Frank Ocean évoque sa musique et ses projets et concerts dans une interview

Accordée au New York Times.

La vie de Frank Ocean est incomparable, inspirante, belle et sans contrôle à la fois. Pour ses fans comme pour lui. Frank roule en Tesla, une voiture électrique de luxe, un modèle dont les portières s’ouvrent comment celles de la Delorean de Retour Vers Le Futur. Frank était l’un des invités de Barack Obama à la Maison Blanche fin octobre. Frank est à l’abri du besoin, besoin affectif et besoin de donner un sens à sa vie mis à part. Frank en s’offrant sans filtre ou presque au monde entier à travers son album divin Channel Orange sorti en 2012, a offert quelque chose de précieux au monde. Il a aidé des millions de fans, et fuit depuis comme il peut sa célébrité.

Des « nouveaux morceaux » dans un « studio anonyme »

Comme s’il s’était suffisamment confié, Frank fuit aussi, autant qu’il peut, les interviews. Il en accorde tout de même çà et là pour être sûr qu’on entend son silence. Le New York Times vient d’en publier une. Le journaliste américain a eu le privilège de suivre Frank dans son « studio anonyme » où −c’est écrit noir sur blanc− : « il travaille sur de nouveaux morceaux ». Mais comme Frank le laisse deviner au fil de ses réponses, il n’est plus dans une « démarche d’album », comme on dit. « Je suis riche » reconnait-il, et ça il se le dit surtout à lui-même, comme pour se rappeler qu’il a l’embarras du choix. On découvre dans l’interview qu’il raconte à sa mère qu’il aimerait reprendre les études, dans l’art.

« J’ai besoin de savoir combien d’albums j’ai vendu »
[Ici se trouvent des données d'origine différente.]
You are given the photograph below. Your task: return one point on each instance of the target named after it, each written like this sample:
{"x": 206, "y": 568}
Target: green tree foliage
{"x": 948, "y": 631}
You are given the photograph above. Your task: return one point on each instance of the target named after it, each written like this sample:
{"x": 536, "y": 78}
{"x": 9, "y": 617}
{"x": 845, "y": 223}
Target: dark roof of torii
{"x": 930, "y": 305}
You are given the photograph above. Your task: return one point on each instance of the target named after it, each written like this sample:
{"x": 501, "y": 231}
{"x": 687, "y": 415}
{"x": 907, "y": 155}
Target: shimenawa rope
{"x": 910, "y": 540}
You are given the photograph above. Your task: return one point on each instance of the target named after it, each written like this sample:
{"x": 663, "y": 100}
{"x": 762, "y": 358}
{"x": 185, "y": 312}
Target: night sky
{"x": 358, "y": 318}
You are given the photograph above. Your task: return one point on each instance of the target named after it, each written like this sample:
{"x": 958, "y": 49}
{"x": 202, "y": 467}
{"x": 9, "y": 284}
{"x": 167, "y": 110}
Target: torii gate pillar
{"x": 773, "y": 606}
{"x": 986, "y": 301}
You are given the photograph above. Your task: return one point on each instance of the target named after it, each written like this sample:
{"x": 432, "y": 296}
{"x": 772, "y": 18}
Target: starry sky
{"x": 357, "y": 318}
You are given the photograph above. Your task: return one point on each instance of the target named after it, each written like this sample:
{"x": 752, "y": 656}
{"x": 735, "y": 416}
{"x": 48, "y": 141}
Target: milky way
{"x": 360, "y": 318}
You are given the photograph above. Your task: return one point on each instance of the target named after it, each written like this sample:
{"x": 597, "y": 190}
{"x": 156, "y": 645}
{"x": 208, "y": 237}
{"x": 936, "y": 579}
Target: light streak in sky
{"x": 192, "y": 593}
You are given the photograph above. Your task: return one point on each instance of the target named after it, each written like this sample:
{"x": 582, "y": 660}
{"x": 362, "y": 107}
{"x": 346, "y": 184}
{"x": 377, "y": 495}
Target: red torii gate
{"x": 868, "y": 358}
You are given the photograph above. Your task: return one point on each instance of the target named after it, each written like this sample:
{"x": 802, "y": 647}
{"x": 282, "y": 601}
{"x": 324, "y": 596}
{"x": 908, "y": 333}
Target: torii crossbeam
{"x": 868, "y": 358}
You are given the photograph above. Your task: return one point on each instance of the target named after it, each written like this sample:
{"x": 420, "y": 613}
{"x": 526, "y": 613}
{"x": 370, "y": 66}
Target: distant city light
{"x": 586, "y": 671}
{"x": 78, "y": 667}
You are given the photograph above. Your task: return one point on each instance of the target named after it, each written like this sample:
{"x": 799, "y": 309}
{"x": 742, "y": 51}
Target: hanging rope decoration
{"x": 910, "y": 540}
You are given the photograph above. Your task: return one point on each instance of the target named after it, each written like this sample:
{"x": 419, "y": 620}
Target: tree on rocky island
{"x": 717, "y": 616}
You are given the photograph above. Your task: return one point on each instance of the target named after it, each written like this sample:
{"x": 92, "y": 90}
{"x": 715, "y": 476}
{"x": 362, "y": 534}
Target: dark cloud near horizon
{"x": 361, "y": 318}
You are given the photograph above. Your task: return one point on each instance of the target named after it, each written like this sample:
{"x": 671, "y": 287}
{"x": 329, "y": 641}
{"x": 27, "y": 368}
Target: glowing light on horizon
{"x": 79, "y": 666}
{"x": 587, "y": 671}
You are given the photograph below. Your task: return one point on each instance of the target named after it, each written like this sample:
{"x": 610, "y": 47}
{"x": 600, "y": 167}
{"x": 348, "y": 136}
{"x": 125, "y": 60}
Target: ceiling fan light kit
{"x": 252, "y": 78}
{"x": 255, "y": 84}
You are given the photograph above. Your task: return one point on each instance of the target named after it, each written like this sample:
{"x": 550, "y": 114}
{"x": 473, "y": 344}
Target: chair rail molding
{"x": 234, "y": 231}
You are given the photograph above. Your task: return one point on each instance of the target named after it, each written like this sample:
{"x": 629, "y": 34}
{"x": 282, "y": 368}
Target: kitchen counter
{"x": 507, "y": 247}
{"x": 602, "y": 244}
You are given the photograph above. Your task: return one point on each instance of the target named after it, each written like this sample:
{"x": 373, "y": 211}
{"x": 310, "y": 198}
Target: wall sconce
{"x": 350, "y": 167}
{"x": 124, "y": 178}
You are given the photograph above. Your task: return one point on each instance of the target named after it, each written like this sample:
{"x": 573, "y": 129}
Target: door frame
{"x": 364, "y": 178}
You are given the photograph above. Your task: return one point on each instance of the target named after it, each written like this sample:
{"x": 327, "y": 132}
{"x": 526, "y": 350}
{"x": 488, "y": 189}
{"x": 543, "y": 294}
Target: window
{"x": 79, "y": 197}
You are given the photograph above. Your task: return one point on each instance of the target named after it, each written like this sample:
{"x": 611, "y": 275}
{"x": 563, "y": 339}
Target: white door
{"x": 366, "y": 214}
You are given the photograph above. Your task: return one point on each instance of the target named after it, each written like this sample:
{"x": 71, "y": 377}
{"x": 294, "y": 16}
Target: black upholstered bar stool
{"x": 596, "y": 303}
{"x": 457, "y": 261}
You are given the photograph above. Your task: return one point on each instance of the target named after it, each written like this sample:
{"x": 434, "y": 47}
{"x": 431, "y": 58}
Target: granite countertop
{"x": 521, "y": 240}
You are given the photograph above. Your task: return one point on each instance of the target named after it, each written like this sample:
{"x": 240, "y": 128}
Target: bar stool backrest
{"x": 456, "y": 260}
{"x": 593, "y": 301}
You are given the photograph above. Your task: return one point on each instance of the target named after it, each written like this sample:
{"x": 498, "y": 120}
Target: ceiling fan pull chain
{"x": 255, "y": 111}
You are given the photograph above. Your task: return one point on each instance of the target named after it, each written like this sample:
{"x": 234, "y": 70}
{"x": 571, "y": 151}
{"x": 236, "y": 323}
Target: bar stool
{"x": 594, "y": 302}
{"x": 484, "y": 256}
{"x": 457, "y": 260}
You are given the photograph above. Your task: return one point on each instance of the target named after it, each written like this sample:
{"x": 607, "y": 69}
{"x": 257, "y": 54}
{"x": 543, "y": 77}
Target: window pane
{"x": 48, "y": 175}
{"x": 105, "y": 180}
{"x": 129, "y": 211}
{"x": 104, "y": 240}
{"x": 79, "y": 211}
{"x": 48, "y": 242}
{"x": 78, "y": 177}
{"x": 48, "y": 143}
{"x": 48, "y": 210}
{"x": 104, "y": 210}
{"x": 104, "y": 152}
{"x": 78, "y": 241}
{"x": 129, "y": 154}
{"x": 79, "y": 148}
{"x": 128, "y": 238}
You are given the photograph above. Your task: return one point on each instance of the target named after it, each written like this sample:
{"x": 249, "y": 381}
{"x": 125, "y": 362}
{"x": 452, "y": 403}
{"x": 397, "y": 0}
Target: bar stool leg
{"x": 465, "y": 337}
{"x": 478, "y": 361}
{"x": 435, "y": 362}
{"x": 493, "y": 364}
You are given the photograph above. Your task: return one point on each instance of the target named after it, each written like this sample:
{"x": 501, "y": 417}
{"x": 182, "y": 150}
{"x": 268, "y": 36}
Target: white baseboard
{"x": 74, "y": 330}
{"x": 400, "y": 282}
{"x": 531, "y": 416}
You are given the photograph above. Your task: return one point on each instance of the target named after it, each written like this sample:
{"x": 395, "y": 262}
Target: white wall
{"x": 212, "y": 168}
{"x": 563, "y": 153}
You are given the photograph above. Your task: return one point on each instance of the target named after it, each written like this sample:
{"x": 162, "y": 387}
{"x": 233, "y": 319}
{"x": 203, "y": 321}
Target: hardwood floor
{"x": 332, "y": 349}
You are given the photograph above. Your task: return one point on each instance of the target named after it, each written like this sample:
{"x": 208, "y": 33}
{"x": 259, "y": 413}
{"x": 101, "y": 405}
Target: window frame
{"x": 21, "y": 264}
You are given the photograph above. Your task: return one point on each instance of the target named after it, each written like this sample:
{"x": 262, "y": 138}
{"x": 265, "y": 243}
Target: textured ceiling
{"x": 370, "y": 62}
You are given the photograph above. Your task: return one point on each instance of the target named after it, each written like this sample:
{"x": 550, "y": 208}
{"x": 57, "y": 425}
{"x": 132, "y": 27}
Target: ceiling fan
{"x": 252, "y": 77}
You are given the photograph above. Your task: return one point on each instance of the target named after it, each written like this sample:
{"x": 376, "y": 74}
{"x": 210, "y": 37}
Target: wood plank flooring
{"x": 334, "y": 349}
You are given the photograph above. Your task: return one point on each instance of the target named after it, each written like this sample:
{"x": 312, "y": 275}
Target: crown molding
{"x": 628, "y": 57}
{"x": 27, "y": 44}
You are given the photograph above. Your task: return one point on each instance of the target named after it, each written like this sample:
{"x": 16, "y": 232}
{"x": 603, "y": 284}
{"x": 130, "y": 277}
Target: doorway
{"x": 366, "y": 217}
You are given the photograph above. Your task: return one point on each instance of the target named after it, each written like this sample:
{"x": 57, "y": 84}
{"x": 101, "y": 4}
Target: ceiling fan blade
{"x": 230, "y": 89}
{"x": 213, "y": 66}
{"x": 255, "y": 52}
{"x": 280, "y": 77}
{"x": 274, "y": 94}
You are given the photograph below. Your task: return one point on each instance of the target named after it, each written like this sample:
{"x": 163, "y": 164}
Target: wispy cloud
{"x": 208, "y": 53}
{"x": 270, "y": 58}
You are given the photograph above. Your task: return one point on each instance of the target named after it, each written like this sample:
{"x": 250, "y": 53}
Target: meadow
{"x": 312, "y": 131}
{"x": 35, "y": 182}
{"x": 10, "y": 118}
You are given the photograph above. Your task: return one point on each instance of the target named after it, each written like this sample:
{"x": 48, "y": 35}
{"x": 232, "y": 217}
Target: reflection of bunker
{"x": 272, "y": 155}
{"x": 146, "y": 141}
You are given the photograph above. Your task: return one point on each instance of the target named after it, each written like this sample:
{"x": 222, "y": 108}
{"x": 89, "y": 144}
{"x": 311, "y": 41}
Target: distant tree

En fait Frank a le luxe de pouvoir prendre son temps pour tout. Pour avancer, pour prendre des décisions, pour faire de la musique et pour se renseigner sur les chiffres de vente de Blonde, son récent album aux profondeurs encore trop épaisses pour se mettre à en parler avec sagesse. « Je connais précisément les chiffres de vente. J’ai besoin de les connaître. J’ai besoin de savoir combien d’albums j’ai vendu, combien d’albums les écoutes en streaming représentent, de savoir dans quelles régions on écoute le plus ma musique, parce que ça m’aide dans mes conversations à propos des lieux où programmer des concerts, ou bien des lieux où je pourrais ouvrir un pop-up store ou quelque chose comme ça » explique Ocean. En gros, Frank fera désormais ce qu’il veut, que ça vous plaise ou non et c’est tout le propos de l’interview q’il vous faut lire. « Frank Ocean est enfin libre, le mystère est intact » titre le New York Times, et c’est tout à fait ça.